How RouterBrain fits in your inference stack and what each layer owns.
Data flow
┌─────────────┐ HTTPS ┌──────────────────┐ upstream ┌─────────────┐
│ Your backend │ ─────────────► │ RouterBrain │ ─────────────► │ Providers │
│ │ ◄───────────── │ gateway │ ◄───────────── │ (multi-route)│
└─────────────┘ JSON / SSE │ (OpenAI / Anthropic│ └─────────────┘
│ compatible HTTP) │
└──────────────────┘
│
▼
usage, policy, key auth
- Your services talk only to the gateway Base URL and API keys — not to each upstream directly.
- The gateway handles: tenant auth, model routing, upstream failover, streaming proxy, normalized errors, usage recording.
- The console handles: key lifecycle, model entitlements, balance/quota, and related settings (via the console — not inference HTTP APIs).

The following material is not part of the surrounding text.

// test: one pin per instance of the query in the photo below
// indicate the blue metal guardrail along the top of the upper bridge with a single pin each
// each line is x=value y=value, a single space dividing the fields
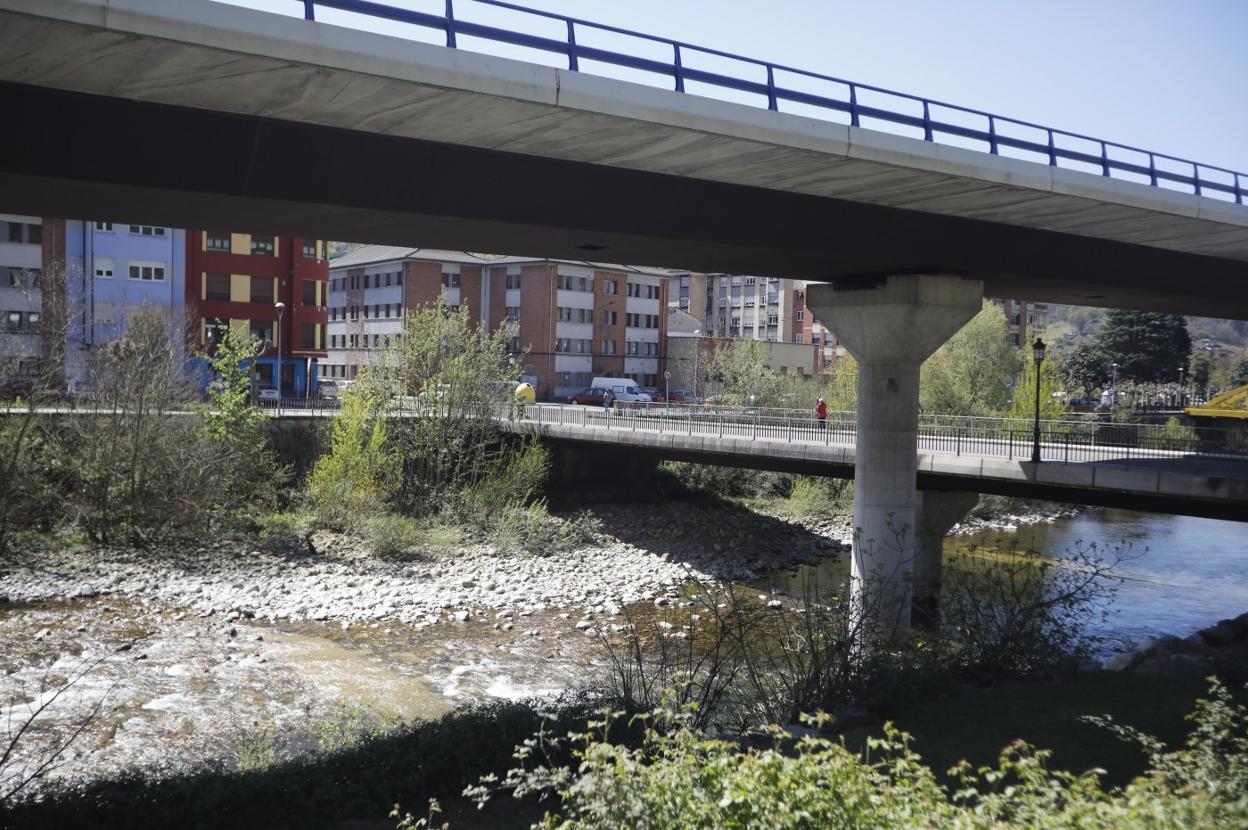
x=778 y=84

Choosing a protocol surface
| Situation | Recommendation |
|---|---|
| Existing OpenAI SDK / LangChain / most agents | OpenAI-compatible https://51kik.com/v1 |
| Existing Anthropic SDK / Messages API | https://51kik.com/anthropic/v1 |
| Multiple apps | One surface per integration path; shared catalog id as model |
Avoid mixing both Base URLs for the same logical conversation unless you implement explicit conversion in your app.
Keys and trust boundaries
| Location | Production API key? |
|---|---|
| Server, BFF, worker | Yes |
| Browser or mobile direct | No — proxy via your backend |
Console and admin APIs
Tenant setup, key rotation, and billing are done in the console. For inference integration, use the HTTP APIs in the diagram above (see Capabilities).